Bill Wolley-Dod
Bill Wolley-Dod passed away at the
age of 74 years at the Dr. Vernon Fanning Centre in Calgary on August
29, 2002
after a long battle with diabetes which he had endured for years.
He obtained his commission as an Alberta Land Surveyor in
1952.
He also held commissions as a Saskatchewan Land Surveyor and Canada
Lands Surveyor.
Bill served as President of the Alberta
Land Surveyors' Association in
1958
and was awarded Honorary Life Membership in
1989.
He received the Association's Professional Recognition Award in
1981.
Bill was actively involved in the surveying profession
provincially, nationally, and internationally. He represented
Canada at a number of professional gatherings throughout the
United States, Accra and Ghana.
Bill was a principal of the firm of Wolley-Dod & MacCrimmon
Surveys Ltd., Land Surveyors and Professional Engineers, until
his retirement in
1988.
He became a life member of the Association of Professional
Engineers, Geologists, and Geophysicists of Alberta in
1991.
Bill served as Master of Glenbow Masonic Lodge No. 184, A.F. and
A.M. G.R.A. in
1995
and
1996 and remained active in the Lodge
following his year in office. His many interests included an
active role in numismatics and he served on the executives of
the local and national associations.
As a surveyor, I will remember him as such:
-
a man who gave freely of his time
to students wishing to join the profession as is evidenced
by the months that he spent on certification boards for
entry to the ranks of the Alberta Society of Surveying and
Mapping Technologies, an organization closely affiliated
with our own;
-
a man who was a student of
astronomy, and who assisted many, including myself, in
understanding the complexities of the celestial sphere;
-
a man who could get to the crux of
a survey problem and come up with a solution;
-
a man who believed that the records of his surveys were an
integral part of the overall fabric which governed property
boundaries and, as such, were open to inspection and or
assistance, if requested, to any fellow surveyor who
approached him; and
-
a man whose name appears on more
plans of survey in what was the South Alberta Land
Registration District than anyone I know of (with the
obvious exception of Allan Spence)!
We will remember his renditions of
Grandma's lye soap, his dexterity with a ukelele and the piano.

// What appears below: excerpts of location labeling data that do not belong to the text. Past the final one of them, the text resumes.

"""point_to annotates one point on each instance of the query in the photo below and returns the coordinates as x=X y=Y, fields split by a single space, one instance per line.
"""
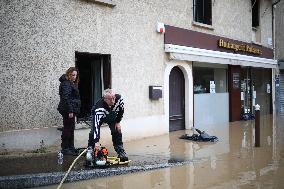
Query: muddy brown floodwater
x=232 y=162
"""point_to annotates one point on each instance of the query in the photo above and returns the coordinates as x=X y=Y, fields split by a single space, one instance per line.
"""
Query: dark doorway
x=177 y=101
x=95 y=76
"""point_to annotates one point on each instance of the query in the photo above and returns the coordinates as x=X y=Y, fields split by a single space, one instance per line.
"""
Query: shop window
x=255 y=13
x=202 y=10
x=209 y=80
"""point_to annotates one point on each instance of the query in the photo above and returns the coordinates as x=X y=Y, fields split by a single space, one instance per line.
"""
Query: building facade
x=279 y=54
x=203 y=56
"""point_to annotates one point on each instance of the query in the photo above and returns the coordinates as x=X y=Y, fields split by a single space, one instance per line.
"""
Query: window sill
x=110 y=3
x=201 y=25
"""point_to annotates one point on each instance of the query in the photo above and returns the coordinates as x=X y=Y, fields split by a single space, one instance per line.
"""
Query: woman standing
x=69 y=106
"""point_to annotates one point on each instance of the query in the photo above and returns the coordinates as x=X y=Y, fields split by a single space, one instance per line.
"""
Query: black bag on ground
x=201 y=136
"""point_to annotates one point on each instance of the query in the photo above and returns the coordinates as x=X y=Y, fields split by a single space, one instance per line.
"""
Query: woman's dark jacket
x=69 y=97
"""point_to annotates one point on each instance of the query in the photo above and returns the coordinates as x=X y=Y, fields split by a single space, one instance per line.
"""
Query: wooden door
x=176 y=106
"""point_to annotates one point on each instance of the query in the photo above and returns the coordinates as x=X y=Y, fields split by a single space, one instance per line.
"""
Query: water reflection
x=233 y=162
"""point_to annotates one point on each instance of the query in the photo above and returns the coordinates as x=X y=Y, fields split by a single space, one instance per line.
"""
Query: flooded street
x=232 y=162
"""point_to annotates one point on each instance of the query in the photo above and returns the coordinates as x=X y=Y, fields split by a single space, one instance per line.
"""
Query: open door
x=95 y=76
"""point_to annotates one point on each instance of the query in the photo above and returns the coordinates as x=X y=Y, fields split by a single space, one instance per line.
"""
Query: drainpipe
x=274 y=149
x=273 y=26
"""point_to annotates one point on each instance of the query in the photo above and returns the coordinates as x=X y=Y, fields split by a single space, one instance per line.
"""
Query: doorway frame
x=186 y=68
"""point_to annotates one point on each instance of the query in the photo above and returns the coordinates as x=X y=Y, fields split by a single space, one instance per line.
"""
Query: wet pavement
x=232 y=162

One of his "performances" was made to an empty house. He and I
were looking for survey monuments on the boundaries of a school
section in the Brooks area. The school house had been left
unlocked and had, in one corner of its single room, an upright
piano! I would suggest that Tommy Dorsey's Boogie- Woogie was
played for the first time in that particular setting.
Bill and I "started" with Bob
McCutcheon at about the same time - he joined the firm in
1951,
and I first met him when I returned to Bob's Calgary operation
from the Chinchaga River Country in the spring of that year.
President McWilliam's message of
condolence in the September issue of ALS News said it
best. "Never did I see the man even contemplate compromising his
ethics in favour of the easy solution." I would say Amen to
that.
Bill was born in Calgary on July 14th,
1928,
a date which he liked to refer to as Bastille Day, perhaps in
reminiscence of his days at the University of British Columbia.